Looking at Kohya_ss's default settings, bucket resolution intervals are set in 64-pixel increments, which produces roughly 20–30 buckets. This works well when you have thousands of training images, but for small-scale LoRA training with fewer than 100 images, splitting buckets too finely can leave only 2–3 images per bucket. At that point, you either reduce the number of buckets or lower the batch size to 1–2, but the latter affects training stability.

In my case, when training character LoRAs I typically use 20–50 images. From experience, widening the bucket resolution interval to 128 cuts the number of buckets in half while increasing images per bucket, making training more stable. Of course, this comes at the cost of a slightly larger gap between original aspect ratios and actual training resolutions, but when image counts are low, it seems like the better compromise.

SDXL's Pixel Budget System

This is an improvement introduced in SDXL, and it's quite clever.

Instead of fixed resolutions, SDXL uses the concept of a "target pixel count (pixel budget)." With a target of roughly 1024² ≈ 1 million pixels, it calculates the resolution that fits each aspect ratio. Two constraints apply:

Both width and height must be divisible by 64
The total pixel count must be close to the target

The reason they must be divisible by 64 is because of the VAE. Stable Diffusion's VAE downsamples images by 8×, so aligning to 64-pixel increments (a multiple of 8) ensures latent representation dimensions come out as clean integers. If the height were 830, then 830÷8 = 103.75, which can't produce an integer-sized latent representation, breaking the bucketing entirely.

Anyone who's been doing AI image generation since the early days will relate to this.

In the SD 1.x and 2.x era, there was no bucketing — all training images were force-cropped to 512×512. A 2000×1000 wide landscape photo had its sides chopped off, and tall full-body illustrations had their tops and bottoms cut. Heads getting sliced off in portraits and roofs disappearing from building photos was an everyday occurrence.

The problem wasn't just that it "looked bad." When a model trains on cropped images, it learns that "it's normal for a person's head to be cut off at the top of the frame." The phenomenon where generated portraits have heads extending beyond the frame, or you ask for a full body and the feet get cut off — that came from here. The model wasn't bad; the training data was already broken.

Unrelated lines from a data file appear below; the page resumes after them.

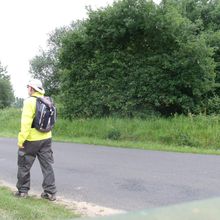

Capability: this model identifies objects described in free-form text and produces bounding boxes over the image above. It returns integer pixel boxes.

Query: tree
[0,62,14,109]
[30,22,81,95]
[59,0,216,117]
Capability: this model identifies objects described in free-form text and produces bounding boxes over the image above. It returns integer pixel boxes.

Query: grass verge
[0,109,220,154]
[0,187,79,220]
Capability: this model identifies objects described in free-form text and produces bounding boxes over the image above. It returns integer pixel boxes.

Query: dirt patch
[0,180,125,217]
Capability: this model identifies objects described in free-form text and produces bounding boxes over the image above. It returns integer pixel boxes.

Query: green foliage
[0,109,220,154]
[0,62,14,109]
[0,187,79,220]
[59,0,217,118]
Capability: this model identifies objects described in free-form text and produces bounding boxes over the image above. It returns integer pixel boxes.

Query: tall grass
[0,187,79,220]
[0,109,220,151]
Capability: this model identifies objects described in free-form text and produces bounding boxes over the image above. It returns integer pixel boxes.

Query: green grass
[0,109,220,154]
[0,187,79,220]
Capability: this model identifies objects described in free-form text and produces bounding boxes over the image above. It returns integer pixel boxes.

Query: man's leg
[16,149,35,193]
[37,139,57,195]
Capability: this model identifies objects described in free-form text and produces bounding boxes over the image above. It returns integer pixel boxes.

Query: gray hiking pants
[16,138,56,194]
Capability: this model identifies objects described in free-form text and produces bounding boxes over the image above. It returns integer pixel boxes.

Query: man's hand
[18,145,24,149]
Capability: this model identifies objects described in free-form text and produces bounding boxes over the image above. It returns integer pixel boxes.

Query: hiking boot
[14,191,28,199]
[41,192,57,201]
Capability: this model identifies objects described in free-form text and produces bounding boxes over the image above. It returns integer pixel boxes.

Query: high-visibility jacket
[18,92,52,147]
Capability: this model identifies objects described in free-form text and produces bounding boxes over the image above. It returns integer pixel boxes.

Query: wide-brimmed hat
[28,79,45,94]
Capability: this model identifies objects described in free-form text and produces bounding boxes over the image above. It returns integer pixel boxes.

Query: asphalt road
[0,138,220,211]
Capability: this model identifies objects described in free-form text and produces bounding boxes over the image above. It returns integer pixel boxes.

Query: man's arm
[18,98,35,148]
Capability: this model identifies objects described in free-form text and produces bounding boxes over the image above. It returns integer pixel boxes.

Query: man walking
[15,79,56,201]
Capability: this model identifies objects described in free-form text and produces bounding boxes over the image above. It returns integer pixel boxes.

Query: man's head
[27,79,45,95]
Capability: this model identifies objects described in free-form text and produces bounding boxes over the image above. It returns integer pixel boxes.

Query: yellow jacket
[18,92,52,147]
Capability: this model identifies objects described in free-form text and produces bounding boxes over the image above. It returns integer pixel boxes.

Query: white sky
[0,0,160,98]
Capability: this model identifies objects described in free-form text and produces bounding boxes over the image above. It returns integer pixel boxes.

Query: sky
[0,0,160,98]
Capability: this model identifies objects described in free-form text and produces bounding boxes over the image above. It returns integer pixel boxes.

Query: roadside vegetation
[0,187,79,220]
[0,108,220,154]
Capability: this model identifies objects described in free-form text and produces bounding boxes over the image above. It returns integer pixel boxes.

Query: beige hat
[28,79,45,94]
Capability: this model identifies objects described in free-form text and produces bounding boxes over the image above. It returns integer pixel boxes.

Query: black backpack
[32,96,57,132]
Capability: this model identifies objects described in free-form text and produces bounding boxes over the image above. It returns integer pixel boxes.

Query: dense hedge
[59,0,220,118]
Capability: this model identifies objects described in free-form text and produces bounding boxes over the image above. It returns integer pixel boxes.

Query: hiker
[15,79,56,201]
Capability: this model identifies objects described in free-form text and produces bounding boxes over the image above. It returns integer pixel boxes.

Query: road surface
[0,138,220,211]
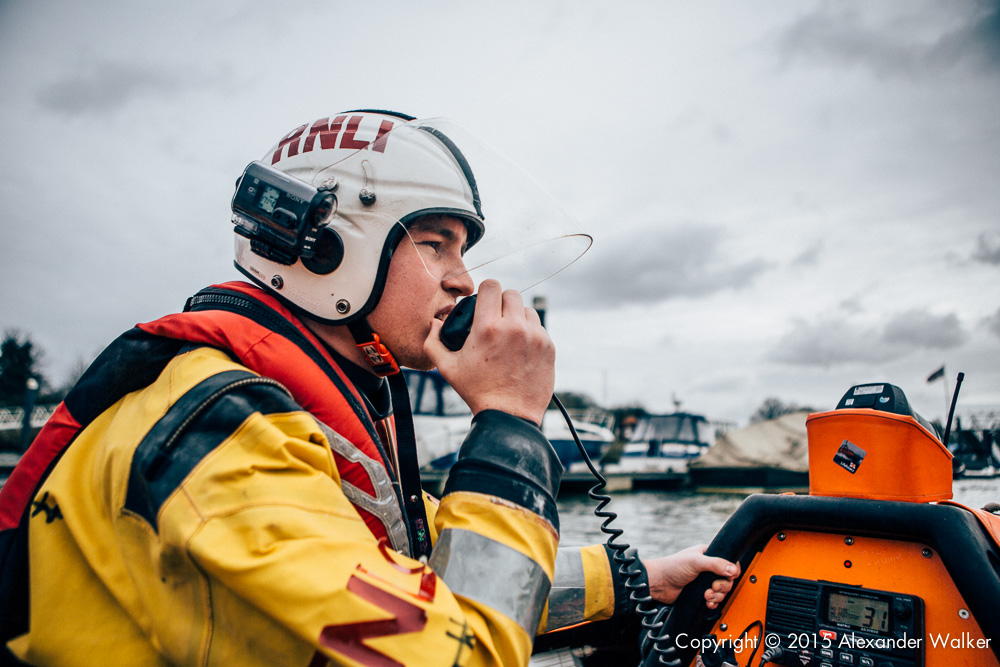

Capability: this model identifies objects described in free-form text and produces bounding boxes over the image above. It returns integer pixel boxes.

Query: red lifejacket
[138,282,402,538]
[0,282,402,538]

Among the images posted on aickyway, if you look at SD 1.5-based outputs, you'll often see full-body characters with cut-off feet or unnatural spacing above the head. The dramatic reduction of this problem in SDXL and later models isn't just due to model size or parameter count — it's largely because bucketing preserved the original composition in training data.

This was a change closer to "bug fix" than "performance improvement."

Comparison of a training image with the person's head cropped by forced square cropping (left) versus a training image with preserved composition fitted to a portrait bucket (right)

Changes in DiT Architecture — Inference Is Flexible, but Training Is Still Fixed

Recent models like Stable Diffusion 3, Hunyuan-DiT, and Wan use DiT (Diffusion Transformer) architecture instead of UNet. One important feature of DiT is 2D RoPE (Rotary Position Embedding), which assigns 2D positional information to each token in latent space. This allows a 128×64 grid and a 152×104 grid to be interpreted as different spatial structures, enabling inference at resolutions never seen during training.

For example, a model trained only with 1024×512 and 512×512 buckets can generate 2048×1024 images during inference. This is because 2D RoPE dynamically adjusts position encodings to match the new token count.

However, this flexibility is limited to inference only. During training, bucketing is still used. Gradient computation, attention caching, and memory alignment all require identical tensor sizes within a batch. Just because DiT can structurally handle variable-length sequences doesn't mean PyTorch's batch constraints disappear during training.

Without understanding this distinction, you'll fall into misconceptions like "DiT models can handle any resolution, so we don't need bucketing, right?" Being flexible at inference and being flexible at training are separate issues.